Measures that return 0 may be undesirable in certain cases, like when 0 isn’t an interesting value and you’re only interested in non-zero values. In Power BI Antipatterns #7, we saw how you can show 0 instead of BLANK; this blog post shows a common (bad) way of hiding 0 and two better ways.
Here’s a typical antipattern implementation:
Example bad = IF( SUMX( Sales, IF( RELATED('Product'[Color]) = "Red", Sales[Unit Price] * Sales[Order Quantity], 0 ) ) = 0, BLANK(), SUMX( Sales, IF( RELATED('Product'[Color]) = "Red", Sales[Unit Price] * Sales[Order Quantity], 0 ) ) )
Note how in the formula above, we’re repeating a good chunk of code. The actual formula inside IF doesn’t matter; what matters is that it’s repeated exactly within the same formula. First we check if some value is zero, and if it is, then we’re returning BLANK, otherwise we return that value.
Experienced DAX writers are probably itching to say that a variable would be appropriate here, and I agree of course:
Example good 1 = VAR RedSales = SUMX( Sales, IF( RELATED('Product'[Color]) = "Red", Sales[Unit Price] * Sales[Order Quantity], 0 ) ) VAR Result = IF( RedSales <> 0, RedSales ) RETURN Result
Note: why am I using a Result variable when I could just write its contents after RETURN? It’s a good practice for debugging purposes: in case I need to return the result of a different variable, I only need to change the variable reference in RETURN without copying/pasting larger sections of code.
In addition to using a variable, I flipped the check in IF: instead of checking if something is 0, I’m checking whether something isn’t equal to 0, and that allows me not to specify the third parameter in IF, because a missing third parameter in IF is the same as BLANK, just shorter.
The only problem with the formula above is its performance: it’s suboptimal. In case the performance is more important than readability, you can use the DIVIDE trick, which I learned from Greg Baldini:
Example good 2 = VAR RedSales = SUMX( Sales, IF( RELATED('Product'[Color]) = "Red", Sales[Unit Price] * Sales[Order Quantity], 0 ) ) VAR Result = RedSales * DIVIDE(RedSales, RedSales) RETURN Result
What’s going on here? Why are we dividing a value by itself and then multiply by the same value? If a value is
- 0 or blank, then DIVIDE will return BLANK; 0 multiplied by BLANK is BLANK, which is what we want in this case.
- Non-0, then mathematically, DIVIDE will return 1; any value multiplied by 1 is the value itself.

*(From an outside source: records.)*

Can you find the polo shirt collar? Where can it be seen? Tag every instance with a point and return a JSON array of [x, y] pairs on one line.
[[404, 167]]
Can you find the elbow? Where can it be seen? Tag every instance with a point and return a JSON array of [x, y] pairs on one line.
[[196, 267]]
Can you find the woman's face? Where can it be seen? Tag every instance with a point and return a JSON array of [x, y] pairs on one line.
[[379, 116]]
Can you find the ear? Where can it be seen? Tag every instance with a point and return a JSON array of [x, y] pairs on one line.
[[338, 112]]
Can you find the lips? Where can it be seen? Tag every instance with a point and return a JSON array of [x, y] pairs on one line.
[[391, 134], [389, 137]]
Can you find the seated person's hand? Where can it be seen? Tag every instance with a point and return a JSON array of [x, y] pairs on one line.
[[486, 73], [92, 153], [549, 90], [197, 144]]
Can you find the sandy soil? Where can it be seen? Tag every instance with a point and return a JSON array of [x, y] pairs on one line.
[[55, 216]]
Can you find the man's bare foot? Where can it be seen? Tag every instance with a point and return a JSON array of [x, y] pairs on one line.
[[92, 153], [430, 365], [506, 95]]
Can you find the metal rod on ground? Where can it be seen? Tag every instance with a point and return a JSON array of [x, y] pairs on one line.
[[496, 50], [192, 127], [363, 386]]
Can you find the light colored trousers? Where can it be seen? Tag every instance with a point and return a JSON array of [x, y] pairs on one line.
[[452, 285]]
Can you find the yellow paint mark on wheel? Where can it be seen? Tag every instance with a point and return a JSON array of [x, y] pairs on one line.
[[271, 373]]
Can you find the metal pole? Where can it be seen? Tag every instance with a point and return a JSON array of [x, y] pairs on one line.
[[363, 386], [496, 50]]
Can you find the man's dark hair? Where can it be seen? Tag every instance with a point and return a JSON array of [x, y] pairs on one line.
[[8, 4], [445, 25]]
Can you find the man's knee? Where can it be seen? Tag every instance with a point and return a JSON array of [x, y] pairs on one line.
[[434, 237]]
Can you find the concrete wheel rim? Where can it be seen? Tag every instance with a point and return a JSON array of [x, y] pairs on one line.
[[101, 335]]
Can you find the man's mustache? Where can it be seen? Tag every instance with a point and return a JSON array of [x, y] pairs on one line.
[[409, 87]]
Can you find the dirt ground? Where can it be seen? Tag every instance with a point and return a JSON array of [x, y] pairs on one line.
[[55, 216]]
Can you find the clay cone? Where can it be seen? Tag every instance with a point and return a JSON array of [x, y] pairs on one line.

Somewhat surprisingly, this formula performs better because there’s no IF — just maths.
Again, the problem of [Example good 2] is its readability: no matter what you say, it’s more difficult to read than [Example good 1], however, [Example good 2] is more performant. So you should decide between performance and readability yourself and choose the appropriate technique, now that you know both ways.